Section: Application Domains
Web Mining
We work on the news/ad recommendation. These online learning algorithms reached a critical importance over the last few years due to these major applications. After designing a new algorithm, it is critical to be able to evaluate it without having to plug it into the real application in order to protect user experiences or/and the company's revenue. To do this, people used to build simulators of user behaviors and try to achieve good performances against it. However designing such a simulator is probably much more difficult than designing the algorithm itself! An other common way to evaluate is to not consider the exploration/exploitation dilemma (also known as “Cold Start” for recommender systems). Lately data-driven methods have been developed. We are working on building automatic replay methodology with some theoretical guarantees. This work also exhibits strong link with the choice of the number of contexts to use with recommender systems wrt your audience.

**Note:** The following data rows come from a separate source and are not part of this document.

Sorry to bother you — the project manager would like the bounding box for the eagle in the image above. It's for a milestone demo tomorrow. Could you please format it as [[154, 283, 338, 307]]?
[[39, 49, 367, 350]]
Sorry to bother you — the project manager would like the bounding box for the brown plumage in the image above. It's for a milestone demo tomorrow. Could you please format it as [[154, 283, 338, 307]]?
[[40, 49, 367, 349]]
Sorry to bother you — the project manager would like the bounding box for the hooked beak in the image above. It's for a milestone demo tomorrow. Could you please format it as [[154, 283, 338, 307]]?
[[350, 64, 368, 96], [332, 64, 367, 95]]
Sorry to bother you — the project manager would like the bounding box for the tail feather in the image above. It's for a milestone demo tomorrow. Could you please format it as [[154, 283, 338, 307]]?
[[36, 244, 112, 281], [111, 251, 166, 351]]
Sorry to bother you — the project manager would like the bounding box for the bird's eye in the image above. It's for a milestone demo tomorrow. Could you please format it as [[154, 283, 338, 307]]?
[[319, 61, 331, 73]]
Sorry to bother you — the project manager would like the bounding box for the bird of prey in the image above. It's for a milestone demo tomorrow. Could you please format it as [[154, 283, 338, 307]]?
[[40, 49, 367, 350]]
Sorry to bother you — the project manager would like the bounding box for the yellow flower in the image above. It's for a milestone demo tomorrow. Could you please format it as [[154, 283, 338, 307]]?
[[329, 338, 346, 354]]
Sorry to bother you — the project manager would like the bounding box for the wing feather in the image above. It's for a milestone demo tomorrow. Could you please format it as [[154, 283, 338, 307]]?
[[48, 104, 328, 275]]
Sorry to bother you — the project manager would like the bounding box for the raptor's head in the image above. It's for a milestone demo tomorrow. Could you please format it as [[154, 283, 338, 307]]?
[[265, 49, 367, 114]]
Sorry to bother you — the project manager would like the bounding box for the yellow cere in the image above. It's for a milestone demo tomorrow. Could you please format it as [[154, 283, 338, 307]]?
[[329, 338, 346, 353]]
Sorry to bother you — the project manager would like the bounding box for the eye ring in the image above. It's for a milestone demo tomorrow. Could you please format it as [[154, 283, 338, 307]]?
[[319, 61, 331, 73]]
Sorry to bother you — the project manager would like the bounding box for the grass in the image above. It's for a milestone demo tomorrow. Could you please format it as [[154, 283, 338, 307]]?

An other point is that web sites must forecast Web page views in order to plan computer resource allocation and estimate upcoming revenue and advertising growth. In this work, we focus on extracting trends and seasonal patterns from page view series. We investigate Holt-Winters/ARIMA like procedures and some regularized models for making short-term prediction (3-6 weeks) wrt to logged data of several big media websites. We work on some news event related webpages and we feel that kind of time series deserves a particular attention. Self-similarity is found to exist at multiple time scales of network traffic, and can be exploited for prediction. In particular, it is found that Web page views exhibit strong impulsive changes occasionally. The impulses cause large prediction errors long after their occurrences and can sometimes be predicted (e.g., elections, sport events, editorial changes,holidays) in order to improve accuracies. It also seems that some promising model could arise from using global trends shift in the population.